Act II: The meat-grinder
Garbage collectors call in emergency call when they find dumpsters full of ... blood? And chemicals sprayed all around. Biohazard!
- DVD with a "how to protect yourself from the coming zombie apocalypse" on the cover, experts suspect that it's a terrorist coverup.
- More sophisticated IEDs, including a lure above a huge meatgrinder.
- Inside the structure, a "normal" person shot through the head, only other visible injury is a large bite on forearm. Body has had eyes closed and moved after death.
- Following trail of bodies back to another cemetery, signs of a ritual being performed
- Person who made the ritual watching Bruce Campbell movies on DVD player before hand
- [lots of fun details about both sides]
Act III: Wait, zombies?
Autopsy of corpse. Corpse gets up during the middle of the autopsy. players shoot it down (or room goes up in flames. Remember, threatening players with danger = they go into survival horror mode. They've got resources on their side. They've got the military on their side.)
- Corpse has strange [vector of infection] in blood stream.

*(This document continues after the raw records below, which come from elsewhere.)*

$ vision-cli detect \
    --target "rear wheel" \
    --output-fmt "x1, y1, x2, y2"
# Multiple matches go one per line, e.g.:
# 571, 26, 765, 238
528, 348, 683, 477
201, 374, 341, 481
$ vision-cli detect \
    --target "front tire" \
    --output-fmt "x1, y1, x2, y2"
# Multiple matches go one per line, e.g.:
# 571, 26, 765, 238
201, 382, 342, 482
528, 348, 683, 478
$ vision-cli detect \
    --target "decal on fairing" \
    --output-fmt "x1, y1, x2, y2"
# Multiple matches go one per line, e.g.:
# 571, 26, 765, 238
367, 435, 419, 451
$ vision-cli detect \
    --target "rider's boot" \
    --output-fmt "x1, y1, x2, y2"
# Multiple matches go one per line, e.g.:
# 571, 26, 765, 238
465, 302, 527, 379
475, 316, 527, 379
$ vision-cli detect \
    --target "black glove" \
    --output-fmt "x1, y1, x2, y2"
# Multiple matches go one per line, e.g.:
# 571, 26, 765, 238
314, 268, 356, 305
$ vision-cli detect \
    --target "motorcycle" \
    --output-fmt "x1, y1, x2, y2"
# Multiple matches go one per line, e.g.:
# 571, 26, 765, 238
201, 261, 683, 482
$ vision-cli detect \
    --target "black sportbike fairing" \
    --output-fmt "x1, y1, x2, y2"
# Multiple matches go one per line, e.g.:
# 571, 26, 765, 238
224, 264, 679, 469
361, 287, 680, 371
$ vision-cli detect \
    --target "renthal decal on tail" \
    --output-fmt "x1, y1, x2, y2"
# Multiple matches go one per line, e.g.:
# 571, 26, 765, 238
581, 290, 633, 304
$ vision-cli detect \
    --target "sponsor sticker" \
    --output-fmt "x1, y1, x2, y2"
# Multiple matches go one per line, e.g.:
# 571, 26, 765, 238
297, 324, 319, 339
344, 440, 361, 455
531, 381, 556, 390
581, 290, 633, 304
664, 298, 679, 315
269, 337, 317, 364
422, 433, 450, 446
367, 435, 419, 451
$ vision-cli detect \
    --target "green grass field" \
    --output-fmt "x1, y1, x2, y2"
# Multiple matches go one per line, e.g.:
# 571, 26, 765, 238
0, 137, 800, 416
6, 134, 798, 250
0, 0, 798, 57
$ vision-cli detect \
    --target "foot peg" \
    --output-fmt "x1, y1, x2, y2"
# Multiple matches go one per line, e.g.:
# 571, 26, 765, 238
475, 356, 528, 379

- Belonged to registered survivalist group in [location]
- Survivalist group has published "How to survive the zombie apocalypse"
- Records for the group
- [more support for vector of infection.]

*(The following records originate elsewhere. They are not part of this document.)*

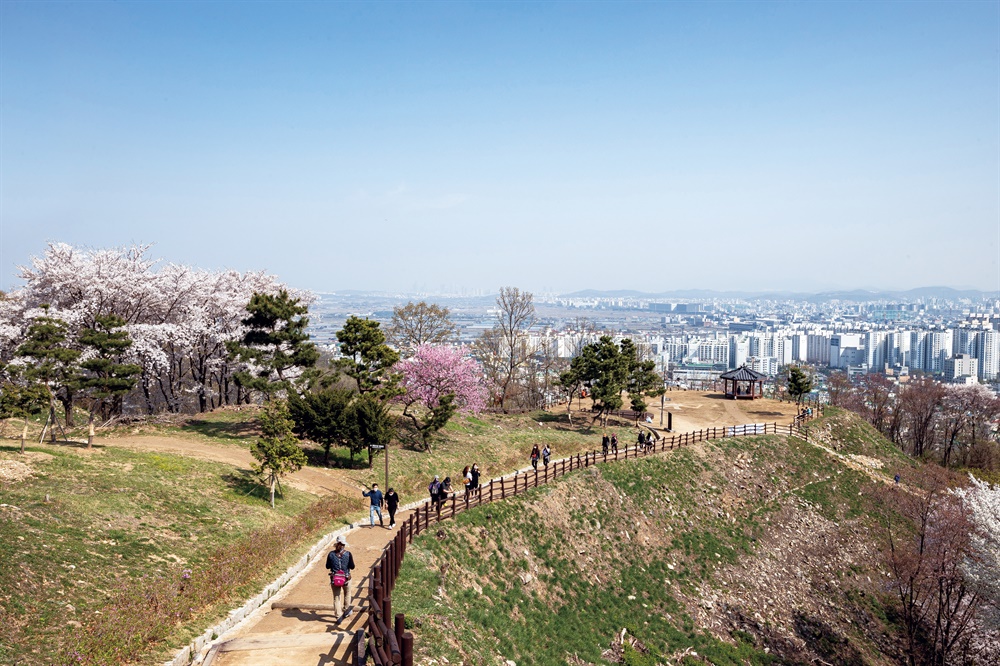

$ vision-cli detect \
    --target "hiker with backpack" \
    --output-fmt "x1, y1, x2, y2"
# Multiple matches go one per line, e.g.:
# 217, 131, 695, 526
427, 476, 441, 513
385, 488, 399, 530
462, 465, 472, 501
469, 463, 482, 497
361, 483, 385, 527
326, 534, 354, 622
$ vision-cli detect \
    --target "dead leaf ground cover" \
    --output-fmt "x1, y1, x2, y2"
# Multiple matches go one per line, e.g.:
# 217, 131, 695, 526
393, 410, 916, 665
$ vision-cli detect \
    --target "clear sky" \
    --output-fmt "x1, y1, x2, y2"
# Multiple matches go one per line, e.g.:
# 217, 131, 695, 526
0, 0, 1000, 291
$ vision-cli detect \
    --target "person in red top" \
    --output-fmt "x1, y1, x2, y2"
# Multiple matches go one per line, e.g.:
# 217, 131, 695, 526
326, 534, 354, 622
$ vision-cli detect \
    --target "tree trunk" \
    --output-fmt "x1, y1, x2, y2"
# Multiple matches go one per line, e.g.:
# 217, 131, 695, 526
38, 409, 52, 444
59, 389, 76, 428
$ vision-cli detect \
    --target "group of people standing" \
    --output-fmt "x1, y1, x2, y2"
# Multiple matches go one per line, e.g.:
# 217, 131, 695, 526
361, 483, 399, 530
427, 463, 481, 511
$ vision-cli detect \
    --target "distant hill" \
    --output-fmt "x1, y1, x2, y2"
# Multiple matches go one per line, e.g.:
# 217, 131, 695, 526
561, 287, 1000, 302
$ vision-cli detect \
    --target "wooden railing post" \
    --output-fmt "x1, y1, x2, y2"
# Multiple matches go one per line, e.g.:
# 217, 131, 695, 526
393, 613, 406, 652
400, 631, 413, 666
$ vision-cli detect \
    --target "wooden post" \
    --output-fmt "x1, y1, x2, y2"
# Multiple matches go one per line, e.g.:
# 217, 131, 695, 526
400, 631, 413, 666
393, 613, 406, 652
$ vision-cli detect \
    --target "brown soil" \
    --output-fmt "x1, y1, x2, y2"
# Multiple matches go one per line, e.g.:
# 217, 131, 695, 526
564, 389, 798, 432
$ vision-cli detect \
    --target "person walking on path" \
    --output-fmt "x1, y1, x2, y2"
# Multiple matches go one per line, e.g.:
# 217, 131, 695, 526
462, 465, 472, 501
361, 483, 385, 527
326, 534, 354, 622
469, 463, 481, 497
385, 488, 399, 530
427, 476, 441, 513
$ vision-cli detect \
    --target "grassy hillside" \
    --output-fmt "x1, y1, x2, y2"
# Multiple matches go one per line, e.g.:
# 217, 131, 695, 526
0, 409, 616, 664
393, 414, 912, 665
0, 438, 360, 664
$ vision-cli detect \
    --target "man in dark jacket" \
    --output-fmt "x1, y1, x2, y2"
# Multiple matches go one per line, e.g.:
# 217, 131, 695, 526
385, 488, 399, 530
361, 483, 385, 527
326, 534, 354, 622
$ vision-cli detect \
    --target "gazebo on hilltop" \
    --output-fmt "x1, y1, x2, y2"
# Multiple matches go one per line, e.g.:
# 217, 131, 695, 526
719, 363, 767, 400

- [more details of the survivalist group.]
Intermezzo: The Clubhouse
Agents show up at group's clubhouse, asked some non-sensical questions, allowed inside. Group explains what they know about [vector of infection] and proof of the uprisings.
Act IV: Showdown
With evidence for the [vector of infection] the agents head to [badGuyLocation] to arrest the person behind this. Have to shoot through house full of zombies. Action-horror rather than survival horror. Let them have plenty of blam and prep. Allow them to indulge in creative IEDs demonstrated in first 2 acts.
- A pamphlet: "So you want to raise the dead..."
Act V: Zombie Publishing Warehouse
Warehouse, small company, everything normal. When agents arrive there's a scream from inside, and a mail-truck turning around the corner. Small lab inside, the inventor has infected themselves with [vector of infection]. Small shootout, should be no trouble if the group closes the door to the room first, then secures the room. The zombie threat has been neutralized ... right?
- Mailing list for people who ordered "so you want to raise the dead."
The essence of this is that the characters are functioning as investigators first and survivors second. They are approaching the problem with resources investigators can bring to bear: they have overwhelming force if they want it, they have resources, soldiers, and support. They are the cavalry. They are at one remove from the zombies, and can view the problem in a detached light. By giving them time, distance, and resources, you don't break their OODA loops and trigger "Oh crap! Survive!" responses. For most of the scenario above, they are reacting to reactions to zombies, rather than zombies themselves. By presenting evidence of zombies, without the zombies, the players can indeed arm and prepare against a described threat, neatly neutering any horror or panic that the players feel.
My other recommendation starts with a quote from the Esoterrorists's book:
In a horror game, mayhem suffered by the protagonists is not an impediment to forward movement. Horror characters are expected to die early and often. The player creates a new
character, the Ordo Veritatis ships him to the scene, and bingo, you’ve got more meat for the grinder and the story continues.
Make it very clear that the players belong to an organization and that their observations will survive. If some fall to zombies, reinforcements show up next scene and play continues. That way, characters themselves are not scarce resources.